JUNE is CANCER IMMUNOTHERAPY AWARENESS month
To help raise awareness of mRNA based therapies the TIGER project are launching our simple explainer video available in 5 languages introducing this exciting new therapy for HPV16+ cancers.
About Cancer Immunotherapy
Immunotherapy treatments harness the body’s natural inbuilt defences – the immune system, to effectively prevent, control and eliminate cancers.
Also known as immuno-oncology these treatments work by training the immune system to identify and attack cancer cells, boost the immune cells, and enhance the immune response.
There are currently a range of immunotherapy options currently in use including targeted antibodies, cancer vaccines, adoptive cell transfer, tumour-infecting viruses, checkpoint inhibitors, cytokines, and adjuvants. Some are used in combination with other conventional therapies such as surgery, chemotherapy or radiotherapy.

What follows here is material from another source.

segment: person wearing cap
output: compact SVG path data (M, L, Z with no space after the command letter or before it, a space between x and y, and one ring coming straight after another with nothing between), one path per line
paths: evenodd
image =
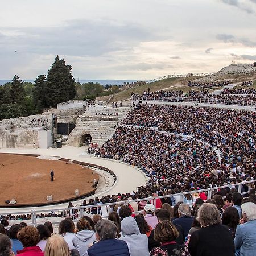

Every patient responds differently to immunotherapy, so treatments are different for every patient. Biomarkers can be used to see if a cancer immunotherapy would be an effective treatment for specific patients. Research into how patients respond to treatments and patient reported outcome measures are important to understand which patients will potentially benefit from treatments.

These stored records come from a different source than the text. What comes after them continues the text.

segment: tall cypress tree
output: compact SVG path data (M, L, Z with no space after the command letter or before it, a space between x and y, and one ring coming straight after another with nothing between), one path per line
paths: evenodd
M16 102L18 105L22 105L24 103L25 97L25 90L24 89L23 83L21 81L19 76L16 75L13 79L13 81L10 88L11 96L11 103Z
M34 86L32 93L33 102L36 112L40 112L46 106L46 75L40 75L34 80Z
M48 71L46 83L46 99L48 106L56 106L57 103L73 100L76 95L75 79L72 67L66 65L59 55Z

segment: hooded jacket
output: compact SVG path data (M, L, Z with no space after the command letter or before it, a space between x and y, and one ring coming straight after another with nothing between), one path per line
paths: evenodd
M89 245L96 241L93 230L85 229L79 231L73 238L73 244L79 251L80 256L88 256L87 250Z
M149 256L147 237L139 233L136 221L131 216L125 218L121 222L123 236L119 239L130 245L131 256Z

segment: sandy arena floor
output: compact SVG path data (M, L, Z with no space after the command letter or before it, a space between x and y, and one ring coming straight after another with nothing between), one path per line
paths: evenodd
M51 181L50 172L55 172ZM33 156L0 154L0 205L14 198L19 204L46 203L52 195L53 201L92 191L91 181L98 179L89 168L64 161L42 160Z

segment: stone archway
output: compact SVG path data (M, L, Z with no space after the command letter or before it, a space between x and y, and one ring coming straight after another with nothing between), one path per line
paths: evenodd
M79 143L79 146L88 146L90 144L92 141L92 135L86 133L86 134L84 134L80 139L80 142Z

Most therapies and treatments have side effects and immunotherapy side effects can be very different from standard cancer therapies as they result from stimulation of the immune system. Symptoms can range from inflammation and flu-like symptoms to more serious autoimmune disorders. The most common side effects include skin reactions, mouth sores, fatigue, nausea, body aches, headaches, and changes in blood pressure.